Südpfalz
Landtagswahlkampf im neuen Wahlkreis 51: Markus Kropfreiter ist SPD-Kandidat
Erst 2011 trat der heute 48-Jährige in die SPD ein und fand dort seine politische Heimat. Seitdem macht Kropfreiter Kommunalpolitik. Nach verschiedenen Ämtern wurde der Wahlpfälzer 2019 zum Ortsbürgermeister von Lingenfeld gewählt. Sage und schreibe nur sechs Monate, nachdem er sich dort mit seiner Familie niedergelassen hatte.
„Eine wahnsinnige Leistung für einen mit Badenser Migrationshintergrund“, witzelte der Vorsitzende der SPD-Fraktion im Landtag, Alexander Schweitzer, in seiner Auslassung. Nicht nur der komplette Vorstand der SPD Lingenfeld, der Kropfreiter für den Posten vorgeschlagen hatte, steht hinter dem Kandidaten.
Nur eine Enthaltung
Auch 97 Prozent der 30 Delegierten, die in der Offenbacher Festhalle unter Corona-Hygienebedingungen ihre Stimme abgaben, sprachen sich für den gelernten Verwaltungswirt aus. Mit 29 Ja-Stimmen bei einer Enthaltung machte Kropfreiter das Rennen.

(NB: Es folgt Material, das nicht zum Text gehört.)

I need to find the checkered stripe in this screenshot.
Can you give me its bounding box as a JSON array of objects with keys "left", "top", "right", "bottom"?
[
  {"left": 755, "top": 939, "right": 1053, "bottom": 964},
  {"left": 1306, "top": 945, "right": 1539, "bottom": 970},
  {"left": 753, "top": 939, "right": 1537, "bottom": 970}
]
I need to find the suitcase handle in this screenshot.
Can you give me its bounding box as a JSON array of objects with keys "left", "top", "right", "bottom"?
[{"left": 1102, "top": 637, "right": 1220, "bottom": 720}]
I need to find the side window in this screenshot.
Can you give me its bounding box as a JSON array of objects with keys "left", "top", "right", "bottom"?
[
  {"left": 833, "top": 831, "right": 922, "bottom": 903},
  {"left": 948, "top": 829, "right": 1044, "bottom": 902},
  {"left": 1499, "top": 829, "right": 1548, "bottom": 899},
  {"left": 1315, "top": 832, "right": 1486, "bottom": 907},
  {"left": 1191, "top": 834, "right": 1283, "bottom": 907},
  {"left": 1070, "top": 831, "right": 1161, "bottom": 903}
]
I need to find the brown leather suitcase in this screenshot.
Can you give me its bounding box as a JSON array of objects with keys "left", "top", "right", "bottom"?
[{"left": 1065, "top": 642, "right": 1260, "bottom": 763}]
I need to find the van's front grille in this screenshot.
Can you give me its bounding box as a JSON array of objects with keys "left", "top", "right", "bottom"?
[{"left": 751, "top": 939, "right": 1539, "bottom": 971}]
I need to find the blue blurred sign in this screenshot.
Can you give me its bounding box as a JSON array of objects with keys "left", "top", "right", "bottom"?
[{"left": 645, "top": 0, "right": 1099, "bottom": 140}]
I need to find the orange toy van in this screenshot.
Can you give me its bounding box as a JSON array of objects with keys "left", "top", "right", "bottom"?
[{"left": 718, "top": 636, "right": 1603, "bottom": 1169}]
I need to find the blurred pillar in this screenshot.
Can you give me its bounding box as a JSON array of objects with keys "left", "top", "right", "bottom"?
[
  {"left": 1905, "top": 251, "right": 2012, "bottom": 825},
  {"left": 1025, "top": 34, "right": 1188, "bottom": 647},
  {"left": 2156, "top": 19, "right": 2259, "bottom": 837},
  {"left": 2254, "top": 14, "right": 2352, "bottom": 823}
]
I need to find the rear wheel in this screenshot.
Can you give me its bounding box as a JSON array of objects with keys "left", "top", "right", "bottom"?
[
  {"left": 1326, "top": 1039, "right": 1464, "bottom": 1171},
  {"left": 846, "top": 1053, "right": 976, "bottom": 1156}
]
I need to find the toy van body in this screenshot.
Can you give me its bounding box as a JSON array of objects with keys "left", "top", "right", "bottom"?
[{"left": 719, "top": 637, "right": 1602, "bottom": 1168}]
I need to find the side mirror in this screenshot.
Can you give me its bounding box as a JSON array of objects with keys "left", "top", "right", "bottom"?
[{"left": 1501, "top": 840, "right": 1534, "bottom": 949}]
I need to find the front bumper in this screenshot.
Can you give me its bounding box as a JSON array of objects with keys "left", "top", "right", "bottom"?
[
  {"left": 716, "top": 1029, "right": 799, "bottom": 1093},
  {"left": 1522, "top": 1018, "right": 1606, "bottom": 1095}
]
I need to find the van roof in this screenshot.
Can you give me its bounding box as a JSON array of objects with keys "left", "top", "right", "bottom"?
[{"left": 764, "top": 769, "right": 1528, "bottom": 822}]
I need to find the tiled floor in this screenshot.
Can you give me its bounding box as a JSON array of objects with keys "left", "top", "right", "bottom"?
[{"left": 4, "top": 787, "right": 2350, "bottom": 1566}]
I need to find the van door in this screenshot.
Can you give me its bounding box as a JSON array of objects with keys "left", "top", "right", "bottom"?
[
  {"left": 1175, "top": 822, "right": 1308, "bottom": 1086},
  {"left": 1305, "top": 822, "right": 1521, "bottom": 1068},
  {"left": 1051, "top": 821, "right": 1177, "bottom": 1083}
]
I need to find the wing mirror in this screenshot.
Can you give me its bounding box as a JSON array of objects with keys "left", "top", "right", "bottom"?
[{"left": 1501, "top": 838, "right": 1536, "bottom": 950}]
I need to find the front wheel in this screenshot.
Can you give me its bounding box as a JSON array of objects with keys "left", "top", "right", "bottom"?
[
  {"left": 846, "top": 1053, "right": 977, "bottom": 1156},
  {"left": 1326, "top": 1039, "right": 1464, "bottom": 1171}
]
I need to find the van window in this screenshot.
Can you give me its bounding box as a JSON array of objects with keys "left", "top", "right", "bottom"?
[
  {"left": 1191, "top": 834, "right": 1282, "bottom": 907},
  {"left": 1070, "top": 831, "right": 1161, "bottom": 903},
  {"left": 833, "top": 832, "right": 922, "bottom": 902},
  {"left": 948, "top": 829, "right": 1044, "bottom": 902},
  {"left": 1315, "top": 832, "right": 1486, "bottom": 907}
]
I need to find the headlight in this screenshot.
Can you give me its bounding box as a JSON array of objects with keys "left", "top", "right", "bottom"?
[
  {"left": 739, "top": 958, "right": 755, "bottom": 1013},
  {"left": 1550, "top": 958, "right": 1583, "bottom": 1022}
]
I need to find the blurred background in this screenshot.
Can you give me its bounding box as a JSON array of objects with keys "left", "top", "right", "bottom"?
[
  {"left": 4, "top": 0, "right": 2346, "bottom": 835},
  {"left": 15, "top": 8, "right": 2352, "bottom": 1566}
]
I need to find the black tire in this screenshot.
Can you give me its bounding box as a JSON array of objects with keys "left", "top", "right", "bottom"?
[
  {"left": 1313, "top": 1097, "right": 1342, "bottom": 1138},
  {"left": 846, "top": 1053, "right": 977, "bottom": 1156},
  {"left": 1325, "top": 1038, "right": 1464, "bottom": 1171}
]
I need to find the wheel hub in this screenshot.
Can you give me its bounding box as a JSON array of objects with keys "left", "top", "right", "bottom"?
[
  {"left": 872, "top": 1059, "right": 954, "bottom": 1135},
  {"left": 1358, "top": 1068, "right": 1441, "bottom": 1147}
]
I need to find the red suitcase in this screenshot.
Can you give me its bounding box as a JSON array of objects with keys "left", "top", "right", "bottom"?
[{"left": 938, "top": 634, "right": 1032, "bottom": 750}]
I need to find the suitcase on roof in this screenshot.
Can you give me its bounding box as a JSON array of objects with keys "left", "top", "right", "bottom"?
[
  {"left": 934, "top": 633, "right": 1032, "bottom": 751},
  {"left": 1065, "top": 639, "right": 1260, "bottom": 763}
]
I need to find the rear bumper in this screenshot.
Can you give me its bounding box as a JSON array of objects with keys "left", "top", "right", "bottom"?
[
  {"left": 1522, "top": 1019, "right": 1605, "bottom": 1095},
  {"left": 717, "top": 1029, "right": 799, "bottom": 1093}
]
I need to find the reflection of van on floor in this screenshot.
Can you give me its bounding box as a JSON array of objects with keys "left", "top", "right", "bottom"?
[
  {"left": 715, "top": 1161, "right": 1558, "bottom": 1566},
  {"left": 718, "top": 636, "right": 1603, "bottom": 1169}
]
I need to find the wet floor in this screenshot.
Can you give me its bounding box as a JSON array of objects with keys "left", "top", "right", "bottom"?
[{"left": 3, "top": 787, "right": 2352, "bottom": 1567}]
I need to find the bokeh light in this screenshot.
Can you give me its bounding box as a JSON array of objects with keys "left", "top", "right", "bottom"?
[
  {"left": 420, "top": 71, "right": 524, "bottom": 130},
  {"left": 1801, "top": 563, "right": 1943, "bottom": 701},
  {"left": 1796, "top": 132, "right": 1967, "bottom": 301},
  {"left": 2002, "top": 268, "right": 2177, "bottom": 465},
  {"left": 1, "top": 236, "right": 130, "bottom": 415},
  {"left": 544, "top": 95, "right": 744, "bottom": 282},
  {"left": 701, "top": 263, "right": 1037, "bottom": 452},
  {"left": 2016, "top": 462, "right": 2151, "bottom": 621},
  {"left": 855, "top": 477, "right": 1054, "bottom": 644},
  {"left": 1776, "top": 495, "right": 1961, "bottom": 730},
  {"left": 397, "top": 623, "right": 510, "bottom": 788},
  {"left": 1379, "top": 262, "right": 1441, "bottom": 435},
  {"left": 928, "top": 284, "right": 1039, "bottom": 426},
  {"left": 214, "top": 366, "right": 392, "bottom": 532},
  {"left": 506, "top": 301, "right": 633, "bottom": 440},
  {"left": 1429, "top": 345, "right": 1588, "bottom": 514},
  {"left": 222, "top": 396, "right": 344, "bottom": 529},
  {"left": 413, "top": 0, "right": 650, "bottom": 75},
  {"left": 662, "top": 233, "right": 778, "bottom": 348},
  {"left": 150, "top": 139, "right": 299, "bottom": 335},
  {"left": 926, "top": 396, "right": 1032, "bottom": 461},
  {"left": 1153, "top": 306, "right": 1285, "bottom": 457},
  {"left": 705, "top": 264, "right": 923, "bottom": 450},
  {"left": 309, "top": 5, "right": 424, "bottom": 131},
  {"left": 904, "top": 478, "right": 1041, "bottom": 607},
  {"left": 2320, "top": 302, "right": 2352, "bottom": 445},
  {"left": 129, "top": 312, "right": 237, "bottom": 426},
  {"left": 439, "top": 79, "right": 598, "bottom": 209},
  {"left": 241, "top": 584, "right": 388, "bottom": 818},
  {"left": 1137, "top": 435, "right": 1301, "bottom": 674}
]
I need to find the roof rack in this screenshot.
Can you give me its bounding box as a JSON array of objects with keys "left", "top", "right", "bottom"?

Der dreifache Familienvater hat viel vor. Ein Mandat für den Landtag sieht Kropfreiter als Möglichkeit, um kommunale Themen stärker in den Blickpunkt zu rücken und die Menschen vor Ort zu unterstützen. Was sind seine Herzthemen? Vor allem für Bildung, wie er bei seiner Vorstellungsrede mehrfach betonte. Mit dem Fokus auf den Erwerb digitaler Kompetenzen.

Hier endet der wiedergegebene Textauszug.